This morning, I made a piece of miso-smeared avocado toast for hubs. Halfway through, I told him it was chickpea miso. His reply?
“I never would have guessed. It tastes exactly the same to me.”
This Chickpea Miso is nearly the same color, texture, and flavor as our staple white (soybean-based) miso paste. So if you’re avoiding soy, allergic to it, or are just curious about a soy-free alternative, give this a try. Here at the home of Hypothyroid Chef, we were very pleasantly surprised.
Turns out soy and chickpeas are good understudies for one another. You can even use chickpeas to make your own tofu. Who knew?
Some words about soy and hypothyroidism:
By the time I decided to embark upon this journey and make some dietary commitments, I was ready. Ready to feel better. Ready to learn more about what a hypothyroidism-friendly diet might look like for me. Ready to give up some things, if I must.

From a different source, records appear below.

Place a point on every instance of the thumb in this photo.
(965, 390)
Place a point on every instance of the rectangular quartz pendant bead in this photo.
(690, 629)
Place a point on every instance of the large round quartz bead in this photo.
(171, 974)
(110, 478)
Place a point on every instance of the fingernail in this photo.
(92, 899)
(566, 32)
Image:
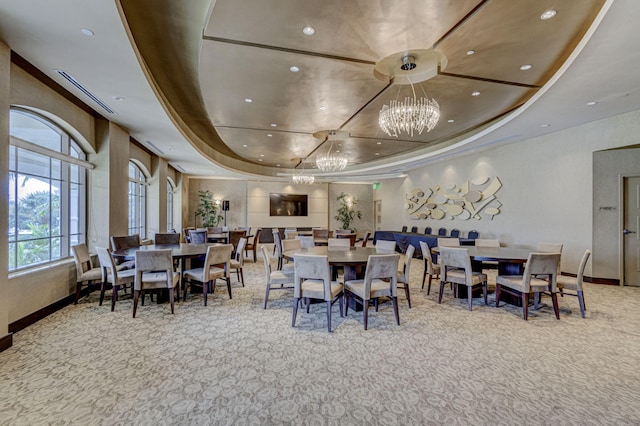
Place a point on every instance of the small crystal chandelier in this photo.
(411, 114)
(301, 178)
(331, 161)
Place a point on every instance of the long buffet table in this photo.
(403, 239)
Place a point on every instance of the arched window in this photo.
(170, 190)
(137, 201)
(47, 191)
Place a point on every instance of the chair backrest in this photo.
(167, 238)
(541, 264)
(306, 241)
(216, 256)
(291, 244)
(365, 239)
(426, 255)
(455, 258)
(312, 267)
(583, 264)
(123, 242)
(448, 242)
(107, 264)
(386, 245)
(484, 242)
(381, 267)
(197, 237)
(158, 261)
(338, 242)
(82, 259)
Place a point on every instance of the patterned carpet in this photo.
(234, 363)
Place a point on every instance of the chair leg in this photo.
(556, 308)
(581, 302)
(395, 309)
(525, 305)
(296, 301)
(136, 294)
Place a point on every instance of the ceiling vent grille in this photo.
(78, 86)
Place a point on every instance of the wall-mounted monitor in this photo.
(288, 204)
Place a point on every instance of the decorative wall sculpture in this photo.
(466, 201)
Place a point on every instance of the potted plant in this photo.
(208, 210)
(347, 212)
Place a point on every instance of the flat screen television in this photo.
(287, 204)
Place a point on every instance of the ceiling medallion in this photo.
(412, 114)
(331, 161)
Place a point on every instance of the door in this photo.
(631, 234)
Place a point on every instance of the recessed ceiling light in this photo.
(548, 14)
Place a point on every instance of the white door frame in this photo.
(621, 212)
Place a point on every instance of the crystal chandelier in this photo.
(411, 114)
(331, 161)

But what would those “eliminated” foods be? There were two foods I was most afraid to say goodbye to: Tamari (a wheat-free soy sauce), and it’s other fermented soy cousin, miso paste (made from fermented soybeans).
Among the ingredients in my flavor arsenal, these two were MVP’s. Believe me, I wouldn’t be shedding any tears over reducing my intake of tofu, but the possibility of being asked to break up with my beloved soy-based flavorings had me shaking in my clogs.
I mean, how can you make a decent stir-fry without soy sauce? Seriously.
That fear, I think, is what stops us sometimes from addressing the underlying cause of our health issues. We don’t want to change. We don’t want to sacrifice. And darnit! We don’t want to give up our miso-avocado toast!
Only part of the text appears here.